En l’espèce le fournisseur, assigné le 19 juin 2014, avait assigné en garantie le fabricant du groupe VMC le 9 février 2015, lequel avait assigné à son tour le fabricant de la carte électronique le 29 mai 2015. Ces actions récursoires demeuraient donc tout aussi recevables.

Perspectives d’avenir

En l’état du droit positif, l’article 2232 du code civil pourrait venir enserrer l’action en garantie des vices cachés dans un délai butoir de vingt ans courant à compter de la vente, y compris lorsque l’action est introduite entre commerçants ou entre commerçants et non-commerçants. En l’espèce, l’article 2232 du code civil ne pouvait trouver application puisque les ventes étaient conclues avant l’entrée en vigueur de la loi du 17 juin 2008.

Une autre solution pourrait être retenue en suite de l’adoption de la réforme du droit des contrats spéciaux.

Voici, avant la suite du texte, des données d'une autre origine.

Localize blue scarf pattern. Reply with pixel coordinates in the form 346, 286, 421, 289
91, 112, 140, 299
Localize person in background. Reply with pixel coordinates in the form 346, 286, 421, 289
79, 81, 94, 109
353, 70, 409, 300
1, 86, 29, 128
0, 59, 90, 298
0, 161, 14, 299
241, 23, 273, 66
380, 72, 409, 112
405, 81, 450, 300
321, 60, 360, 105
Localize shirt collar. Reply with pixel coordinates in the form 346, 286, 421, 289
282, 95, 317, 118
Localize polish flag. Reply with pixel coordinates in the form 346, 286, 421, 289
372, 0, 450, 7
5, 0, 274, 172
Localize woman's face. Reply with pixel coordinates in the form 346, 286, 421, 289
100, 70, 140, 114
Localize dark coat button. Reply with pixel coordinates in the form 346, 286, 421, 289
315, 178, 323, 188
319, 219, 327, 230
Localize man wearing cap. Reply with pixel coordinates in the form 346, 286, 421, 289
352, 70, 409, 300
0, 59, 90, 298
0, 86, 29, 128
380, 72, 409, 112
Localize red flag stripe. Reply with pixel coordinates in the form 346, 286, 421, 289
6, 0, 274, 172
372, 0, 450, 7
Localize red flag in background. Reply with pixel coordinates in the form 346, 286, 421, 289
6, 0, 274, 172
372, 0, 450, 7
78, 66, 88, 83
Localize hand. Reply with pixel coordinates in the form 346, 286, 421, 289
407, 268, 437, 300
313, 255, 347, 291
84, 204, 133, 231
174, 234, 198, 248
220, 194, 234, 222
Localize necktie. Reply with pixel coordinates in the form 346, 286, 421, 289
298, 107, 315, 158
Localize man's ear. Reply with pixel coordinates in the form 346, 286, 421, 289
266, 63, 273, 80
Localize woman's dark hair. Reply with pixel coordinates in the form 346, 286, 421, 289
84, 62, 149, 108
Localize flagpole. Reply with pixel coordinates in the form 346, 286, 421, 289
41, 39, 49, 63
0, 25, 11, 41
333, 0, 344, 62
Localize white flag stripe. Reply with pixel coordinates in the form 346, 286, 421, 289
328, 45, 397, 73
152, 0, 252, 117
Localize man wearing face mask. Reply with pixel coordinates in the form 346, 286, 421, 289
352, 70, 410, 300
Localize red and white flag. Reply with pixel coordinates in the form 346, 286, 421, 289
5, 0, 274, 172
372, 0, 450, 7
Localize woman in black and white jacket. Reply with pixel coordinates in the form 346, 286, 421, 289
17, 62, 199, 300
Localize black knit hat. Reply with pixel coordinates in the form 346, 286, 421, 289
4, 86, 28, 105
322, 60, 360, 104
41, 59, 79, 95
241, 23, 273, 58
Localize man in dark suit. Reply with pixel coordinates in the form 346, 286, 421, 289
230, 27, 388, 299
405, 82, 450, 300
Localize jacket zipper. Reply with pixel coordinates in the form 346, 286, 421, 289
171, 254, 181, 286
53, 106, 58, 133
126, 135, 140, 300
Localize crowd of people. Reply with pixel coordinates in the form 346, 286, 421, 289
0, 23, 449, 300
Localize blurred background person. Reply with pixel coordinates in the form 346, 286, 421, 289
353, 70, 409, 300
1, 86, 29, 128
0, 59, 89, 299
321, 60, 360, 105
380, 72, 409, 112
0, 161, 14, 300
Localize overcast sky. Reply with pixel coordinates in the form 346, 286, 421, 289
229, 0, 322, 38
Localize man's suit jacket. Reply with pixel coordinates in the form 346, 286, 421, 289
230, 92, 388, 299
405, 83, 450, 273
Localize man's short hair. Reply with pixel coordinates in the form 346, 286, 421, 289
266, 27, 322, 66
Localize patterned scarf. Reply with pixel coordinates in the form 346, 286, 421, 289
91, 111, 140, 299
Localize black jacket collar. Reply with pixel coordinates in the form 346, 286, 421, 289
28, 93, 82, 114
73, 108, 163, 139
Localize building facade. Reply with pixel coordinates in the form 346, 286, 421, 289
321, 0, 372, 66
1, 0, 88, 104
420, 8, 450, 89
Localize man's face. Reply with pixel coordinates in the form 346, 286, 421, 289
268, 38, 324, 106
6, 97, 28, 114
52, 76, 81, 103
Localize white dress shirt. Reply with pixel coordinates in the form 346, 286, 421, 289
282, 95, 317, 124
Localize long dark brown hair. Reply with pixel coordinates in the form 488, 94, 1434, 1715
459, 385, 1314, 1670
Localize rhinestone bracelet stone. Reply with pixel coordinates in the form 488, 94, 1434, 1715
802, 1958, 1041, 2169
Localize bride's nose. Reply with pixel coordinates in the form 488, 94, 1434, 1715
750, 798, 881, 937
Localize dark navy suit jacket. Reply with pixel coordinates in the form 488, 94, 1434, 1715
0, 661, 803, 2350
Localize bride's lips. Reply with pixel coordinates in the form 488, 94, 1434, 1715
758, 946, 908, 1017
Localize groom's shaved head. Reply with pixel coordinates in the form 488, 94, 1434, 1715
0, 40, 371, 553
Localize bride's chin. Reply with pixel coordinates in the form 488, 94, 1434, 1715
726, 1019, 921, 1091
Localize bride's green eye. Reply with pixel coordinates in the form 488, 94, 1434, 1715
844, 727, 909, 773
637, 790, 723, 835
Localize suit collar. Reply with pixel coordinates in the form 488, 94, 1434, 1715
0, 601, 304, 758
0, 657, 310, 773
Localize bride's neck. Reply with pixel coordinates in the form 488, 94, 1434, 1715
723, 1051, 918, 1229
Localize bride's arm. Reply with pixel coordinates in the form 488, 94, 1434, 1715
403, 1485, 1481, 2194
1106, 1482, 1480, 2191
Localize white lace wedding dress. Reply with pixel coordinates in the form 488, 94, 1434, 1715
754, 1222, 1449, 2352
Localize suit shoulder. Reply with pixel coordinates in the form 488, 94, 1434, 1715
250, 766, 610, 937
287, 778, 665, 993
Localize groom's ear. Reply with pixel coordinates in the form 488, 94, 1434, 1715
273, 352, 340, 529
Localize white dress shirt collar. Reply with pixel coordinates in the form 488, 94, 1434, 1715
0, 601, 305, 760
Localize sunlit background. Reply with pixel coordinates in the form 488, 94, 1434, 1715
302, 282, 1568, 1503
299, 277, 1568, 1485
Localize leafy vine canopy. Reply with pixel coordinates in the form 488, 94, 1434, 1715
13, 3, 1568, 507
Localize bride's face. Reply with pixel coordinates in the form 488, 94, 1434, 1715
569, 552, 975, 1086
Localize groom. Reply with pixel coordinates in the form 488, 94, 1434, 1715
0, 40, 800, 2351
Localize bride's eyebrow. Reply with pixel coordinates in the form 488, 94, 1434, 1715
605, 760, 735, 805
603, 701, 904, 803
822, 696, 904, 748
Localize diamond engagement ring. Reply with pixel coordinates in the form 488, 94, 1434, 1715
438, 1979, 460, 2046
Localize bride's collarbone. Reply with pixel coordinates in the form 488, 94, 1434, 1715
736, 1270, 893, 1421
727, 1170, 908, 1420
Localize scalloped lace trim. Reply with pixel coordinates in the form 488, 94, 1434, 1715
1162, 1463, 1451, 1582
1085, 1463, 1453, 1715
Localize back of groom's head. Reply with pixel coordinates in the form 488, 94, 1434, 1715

En effet, la commission Stoffel-Munck propose de modifier l’article 1648 du code civil afin d’instaurer, en sus du délai de deux ans, un délai butoir de dix ans suivant la délivrance du bien. L’Association Henri-Capitant reprend ici la technique du double délai d’action déjà employée pour la responsabilité du fait des produits défectueux (C. civ., art. 1245-15 et -16) ou pour l’action en restitution d’un bien culturel volé ou illicitement exporté (Conv. Unidroit, 24 juin 1995, art. 3). Contrairement à la prescription du code de commerce, ce nouveau délai de dix ans assurerait la fonction d’un véritable délai butoir. Un retour à l’orthodoxie juridique est donc à prévoir dans les mois à venir.